Paradise Hotel 51

Where Gaming Dies

Twilight Syndrome: 3D Drama Special

Release date: August 19th 1995
Composer: Masaki Akashio
Catalog number: MRCA-20071

The town of Hinashiro has been drowned under the wave of urbanization. The new world left in its wake has abandoned the superstitions of ages past in favor of the material and the rational. However, an unfamiliar kind of madness is brewing within the cement walls of its apartment complexes, muffled by the loud music of its night clubs. This new society, where people can be exchanged and replaced like commodities, is the one where Mika Kishi and Ryo Kazan are walking along by themselves, in parallel lines, seemingly going nowhere. Hidden from sight, a white-haired boy is laughing at them. Above them, the moon observes them silently.

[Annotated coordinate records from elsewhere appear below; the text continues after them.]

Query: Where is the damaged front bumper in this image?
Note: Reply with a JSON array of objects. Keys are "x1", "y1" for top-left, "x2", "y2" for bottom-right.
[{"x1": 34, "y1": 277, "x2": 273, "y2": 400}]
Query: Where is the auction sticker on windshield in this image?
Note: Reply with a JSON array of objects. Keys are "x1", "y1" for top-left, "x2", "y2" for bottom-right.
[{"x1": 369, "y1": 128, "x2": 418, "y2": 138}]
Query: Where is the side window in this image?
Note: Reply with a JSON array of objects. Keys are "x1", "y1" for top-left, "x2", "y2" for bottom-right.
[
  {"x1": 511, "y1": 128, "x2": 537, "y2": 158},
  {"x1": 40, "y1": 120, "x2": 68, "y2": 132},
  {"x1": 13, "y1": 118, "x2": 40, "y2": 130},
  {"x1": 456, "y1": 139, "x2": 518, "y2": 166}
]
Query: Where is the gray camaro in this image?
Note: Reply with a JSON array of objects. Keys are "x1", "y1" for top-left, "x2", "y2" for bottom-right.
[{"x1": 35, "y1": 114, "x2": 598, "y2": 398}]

A Drama CD released in parallel with Kikuko Inoue’s Twilight Syndrome radio broadcast in order to promote the release of the Twilight Syndrome games. As such, it was likely based on earlier drafts of the scenario.

Jolovey’s WORDS:

The drama CD came out over half a year before the first Twilight Syndrome game and, like the Kikuko Inoue radio series, differs significantly from the game.

I struggle with understanding some of the lines, along with the lack of visual clues, especially by the main cast when they are excited or panicking, but the general story is that Yukari, Chisato and Mika go to investigate the old school building (they never say the name of the school) when a ghost appears, makes the entrance disappear, and tells them to go through the doors in the building, which will lead them to different worlds, and that they will find the exit somewhere in one of them.

In each chapter, they end up in a different place, often with some sort of narrative already ongoing. As a very brief summary (chapter 1 is the prologue mentioned above and 8 is just the ending song):

2: They find themselves in a mountainous area with a child who refers to Yukari as ‘mama’.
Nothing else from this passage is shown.